In summary, the strong agreement between DPMD and AIMD validates the feasibility and reliability of DPMD as an efficient surrogate for ab initio simulations in geopolymer modeling. The deviations observed in ClayFF further underscore the advantages of DPMD in chemically complex systems, providing a robust foundation for large-scale and long-timescale simulations of geopolymers.

3.3. Density and mechanical properties of N-A-S-H and K-A-S-H

To further assess the reliability of the developed DPMD model, a set of mechanical properties of N-A-S-H, namely density, bulk modulus, Young's modulus, shear modulus, and Poisson ratio, are systematically quantified and benchmarked against available experimental measurements as well as results from conventional molecular simulations, as summarized in Table 1.54–57 The DPMD-predicted density of the N-A-S-H system is 2.06 ± 0.02 g cm−3, which falls within the experimental range of 1.98 ± 0.12 g cm−3, whereas the value obtained from ClayFF (2.91 g cm−3) is significantly overestimated, indicating an overestimation of structural densification due to excessive constraints on local relaxation and porosity.
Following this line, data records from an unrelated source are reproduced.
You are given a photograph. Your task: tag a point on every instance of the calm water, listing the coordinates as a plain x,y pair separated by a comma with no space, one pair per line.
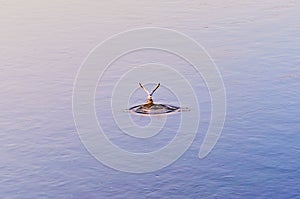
256,46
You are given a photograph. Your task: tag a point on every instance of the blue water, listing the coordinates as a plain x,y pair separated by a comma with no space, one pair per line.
256,46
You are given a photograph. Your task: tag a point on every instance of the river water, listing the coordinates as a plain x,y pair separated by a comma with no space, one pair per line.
255,45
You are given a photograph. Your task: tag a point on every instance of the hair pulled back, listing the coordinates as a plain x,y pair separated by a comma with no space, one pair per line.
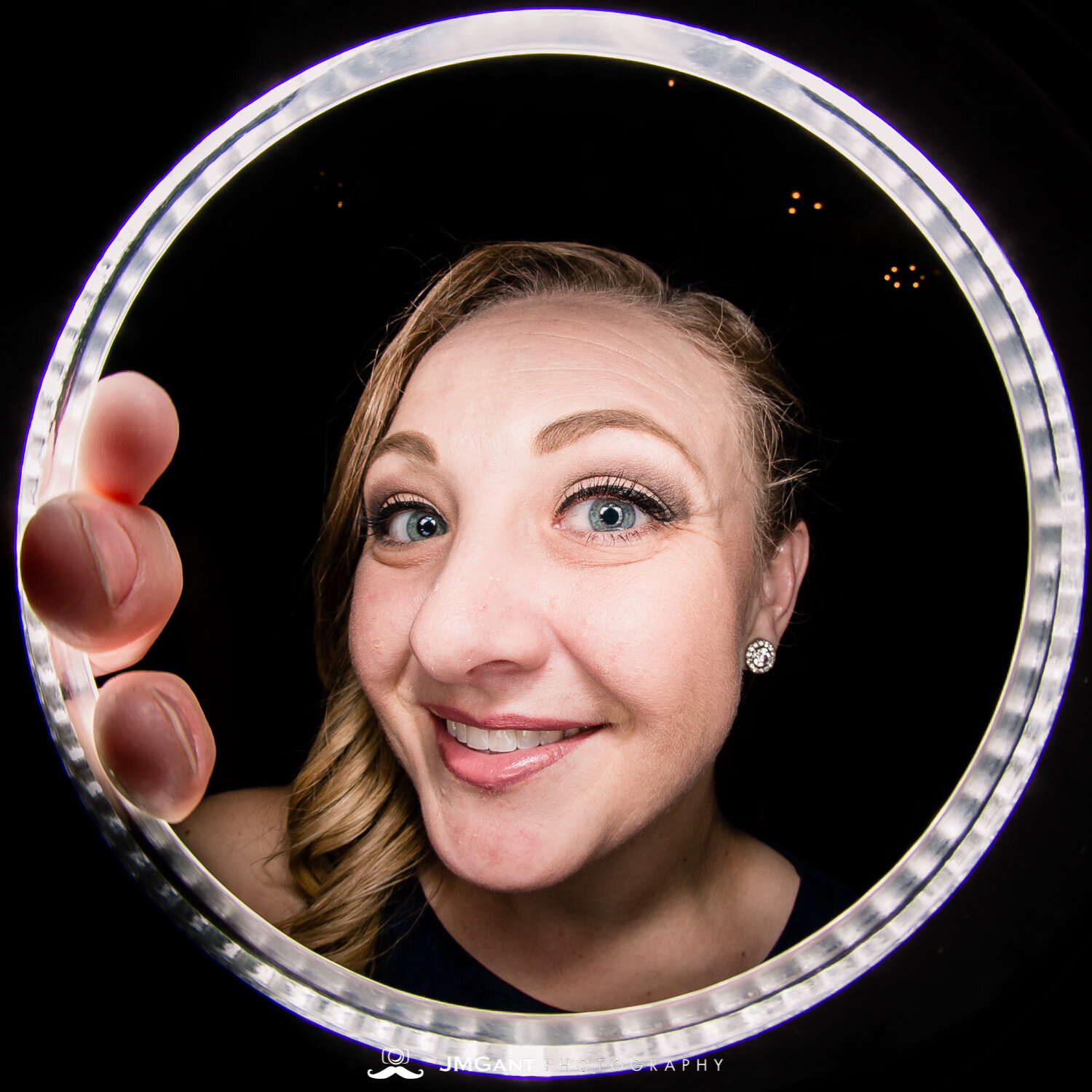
355,829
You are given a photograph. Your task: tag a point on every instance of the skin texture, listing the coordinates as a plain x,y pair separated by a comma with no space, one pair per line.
102,571
607,878
520,609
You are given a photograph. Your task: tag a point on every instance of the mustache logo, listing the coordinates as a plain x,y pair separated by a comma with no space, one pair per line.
393,1061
For the mechanical properties, the bulk modulus (measured to be 36.10 ± 2.55 GPa), Young's modulus (measured to be 36.46 ± 2.37 GPa), and shear modulus (measured to be 13.69 ± 1.18 GPa) predicted by DPMD fall close to the upper bounds of the experimental ranges (bulk modulus 16.32 ± 4.15 GPa, Young's modulus 21.31 ± 5.24 GPa, and shear modulus 8.58 ± 1.62 GPa).54–57 This indicates that DPMD not only maintains consistency with experimental observations but also offers a credible representation of the stiffness and deformation resistance of the material. In contrast, ClayFF significantly overestimates these properties, with values of 100.19 ± 6.16 GPa, 118.59 ± 5.20 GPa, and 47.58 ± 3.78 GPa, respectively, which exaggerate the mechanical strength of the system and highlight its limitations in capturing the flexibility and structural relaxation of inorganic polymers. Regarding the Poisson ratio, the DPMD result (0.33 ± 0.04) is slightly higher than the experimental range 0.26 ± 0.02 but still within a reasonable margin, providing a reliable description of the lateral deformation behavior under stress. Although the ClayFF value (0.31 ± 0.06) appears closer to the experimental range, its overall reliability is undermined by the large deviations observed in the modulus predictions.
Table 1 The mechanical properties of N-A-S-H obtained from DPMD, ClayFF, and the experiment, respectively
Properties DPMD ClayFF Experiment54–57
Density (g cm−3) 2.06 ± 0.02 2.91 ± 0.05 1.98 ± 0.12
Bulk modulus (GPa) 36.10 ± 2.55 100.19 ± 6.16 16.32 ± 4.15
Young's modulus (GPa) 36.46 ± 2.37 118.59 ± 5.20 21.31 ± 5.24
Shear modulus (GPa) 13.69 ± 1.18 47.58 ± 3.78 8.58 ± 1.62
Poisson ratio 0.33 ± 0.04 0.31 ± 0.06 0.26 ± 0.02


It should be noted that both DPMD and ClayFF predict moduli that are generally higher than experimental values. This discrepancy can be attributed to several factors.58 First, MD simulations are typically based on idealized, homogeneous, and defect-free structural models, whereas real materials contain pores, microcracks, heterogeneous water distributions, and impurities, all of which significantly reduce macroscopic mechanical performance. Second, the preparation methods, curing conditions, and testing protocols of experimental samples strongly influence the measured moduli; for example, water content, curing temperature, and loading rate often lead to lower experimental values. Third, approximations made during the parameterization of forcefields may result in a slight overestimation of bond strength and framework rigidity, thereby yielding higher simulated values. It is worth noting that the density and Poisson ratio were not significantly affected by similar factors. This is mainly because the two properties differ remarkably from the modulus in their physical essence: density, as a fundamental physical property that characterizes the mass per unit volume of a material, has its simulated value dependent only on the spatial arrangement density and atomic mass of atoms, and is less sensitive to microscopic defects (e.g., pores) in the model. Even when an idealized pore-free structure is adopted for simulation, the calculated density can still maintain good consistency with the apparent density of real materials through the direct calculation of system mass and volume. The Poisson ratio reflects the ratio of lateral deformation to longitudinal deformation of a material under stress, and its magnitude is mainly determined by the anisotropy of interatomic bonding. Its susceptibility to macroscopic defects such as pores and microcracks is much lower than that of the modulus and other mechanical parameters that depend on the overall structural stiffness. Therefore, the aforementioned factors that cause the overestimation of simulated modulus values are not applicable to all performance parameters, which reflects the characteristic differences between different physical quantities in simulation-experiment comparisons.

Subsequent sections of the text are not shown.